After the Scots defeat at the Battle of Halidon Hill in 1333, the young King David II of Scotland was sent to France for safe keeping by Sir Andrew Moray of Bothwell, Guardian of Scotland. When the English turned their attention to France in 1338, at the start of the Hundred Years War, the pressure was reduced somewhat in Scotland. After the castles of Perth and Edinburgh had been re-captured in 1341, and Edward Baliol had been driven back to England, David II returned to Scotland.
In 1346, at age 22, David II invaded England with a strong army. Philip VI, King of France, had appealed to David to attack England, hoping to take some steam out of England's invasion of France. Philip VI had even characterized Northern England as a "defenseless void". David soon found out that England was not defenseless. England had left an army, although smaller than David's, to protect it's northern lands.
The armies met at Neville's Cross, near Durham, on October 17, 1346. David, wanting to avoid the tactics of the last disastrous defeat at Halidon Hill, chose a defensive posture. But, the English troops did, also. David soon found that the ground he had chosen to defend was in a weak position, if he needed to attack, since there were many obstacles between him and the English. The English broke the stalemate by once again bringing out their long bowmen. Those archers devastating assault caused David to attack. Ther poor position, though, led to breaking down of their battle lines and led to the English victory.

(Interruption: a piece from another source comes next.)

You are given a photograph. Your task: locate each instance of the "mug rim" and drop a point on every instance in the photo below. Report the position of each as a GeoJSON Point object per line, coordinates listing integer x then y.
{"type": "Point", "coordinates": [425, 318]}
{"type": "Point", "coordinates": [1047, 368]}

Scotland had 2 Regents, handling the kingdom's affairs for the young King David II. They were Robert Stewart, his nephew who later became King Robert II, and John Randolph, the 3rd Earl of Moray. The Scots had divided their army into 3 battalions, one led by the king and one led by each of the regents. When it became clear that the English would win the battle, Regent Robert Stewart fled along with the Earl of March, leaving David's battalion still on the battlefield. By the time David's battalion started to retreat, it was too late. the young king was captured and spent the next 11 years in the Tower of London. Regent John Randolph, commanding the right wing of the Scots army, was killed in the early minutes of the conflict, along with his Chamberlain, Sir Nigel Carruthers, younger brother of Thomas Carruthers - 1st Laird of Mouswald, William Carruthers - 2nd Laird of Mouswald, and John Carruthers - the King's Chancellor of Annandale.